The plateau acquired strategic importance when the French embarked upon an expansionist colonial policy. A military post was created in 1864 and the military have marked the city’s development ever since; it is home to a major military base.
At first a simple rail stop, or "escale", on the Dakar-Saint Louis line (completed in 1885) Thiès became a rail junction with the Dakar-Niger line (built 1906-1923). The national network of paved roads created after WWII likewise converged on Thiès, which thus commands nearly all access to the Cape Vert Peninsula (Dakar and Rufisque).
The railways brought commercial development and migrant laborers, including "Bambaras" from eastern regions of Senegal and from Mali. The rail workers of Thiès played a key role in the immergence of Senegal’s labor movement. Their strikes in 1937 and again in 1947-48 also marked the development of the independence movement across French West Africa.

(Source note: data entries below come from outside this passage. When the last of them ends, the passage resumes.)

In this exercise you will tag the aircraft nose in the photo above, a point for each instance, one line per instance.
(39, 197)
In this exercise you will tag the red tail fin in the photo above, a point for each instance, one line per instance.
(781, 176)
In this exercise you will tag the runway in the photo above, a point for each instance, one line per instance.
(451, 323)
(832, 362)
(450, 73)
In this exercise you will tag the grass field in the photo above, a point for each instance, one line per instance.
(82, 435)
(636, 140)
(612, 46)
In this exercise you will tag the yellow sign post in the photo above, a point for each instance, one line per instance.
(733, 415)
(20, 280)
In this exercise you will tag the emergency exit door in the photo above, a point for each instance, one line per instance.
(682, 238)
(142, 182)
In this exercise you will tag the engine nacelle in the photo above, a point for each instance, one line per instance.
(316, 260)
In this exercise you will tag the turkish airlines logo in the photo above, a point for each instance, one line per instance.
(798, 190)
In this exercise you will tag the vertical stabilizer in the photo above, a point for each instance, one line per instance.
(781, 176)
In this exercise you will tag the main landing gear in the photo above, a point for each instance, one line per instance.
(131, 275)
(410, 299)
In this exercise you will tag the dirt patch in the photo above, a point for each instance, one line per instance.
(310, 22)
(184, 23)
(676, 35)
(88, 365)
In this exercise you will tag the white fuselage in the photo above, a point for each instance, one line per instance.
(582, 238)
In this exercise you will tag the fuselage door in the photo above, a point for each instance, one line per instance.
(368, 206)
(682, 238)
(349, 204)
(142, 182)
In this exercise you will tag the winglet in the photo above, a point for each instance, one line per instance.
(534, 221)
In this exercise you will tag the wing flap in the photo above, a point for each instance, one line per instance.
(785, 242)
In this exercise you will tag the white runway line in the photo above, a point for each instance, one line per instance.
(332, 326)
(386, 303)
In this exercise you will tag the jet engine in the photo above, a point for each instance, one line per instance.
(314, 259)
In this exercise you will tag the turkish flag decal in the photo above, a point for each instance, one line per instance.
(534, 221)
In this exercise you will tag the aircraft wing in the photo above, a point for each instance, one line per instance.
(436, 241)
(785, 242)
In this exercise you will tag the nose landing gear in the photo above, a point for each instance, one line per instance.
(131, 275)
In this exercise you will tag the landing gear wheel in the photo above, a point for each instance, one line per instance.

As the transportation hub of a productive agricultural hinterland: rice, peanuts, manioc, millet, and fruit, the city is a leading livestock-trading and meat-packing center. It has rail yards and repair shops, and alumina phosphate deposits are worked at nearby Palo and Taïba.
Today, Thiès is developing increasingly as an extension of the congested Cape Vert Peninsula. It is attracting industrial investments (electrical and mechanical engineering) and there are plans to link it to Dakar by highway and commuter train.
Other attractions in Thiès include a museum, an artisanal and crafts village and a few remains of old fortifications.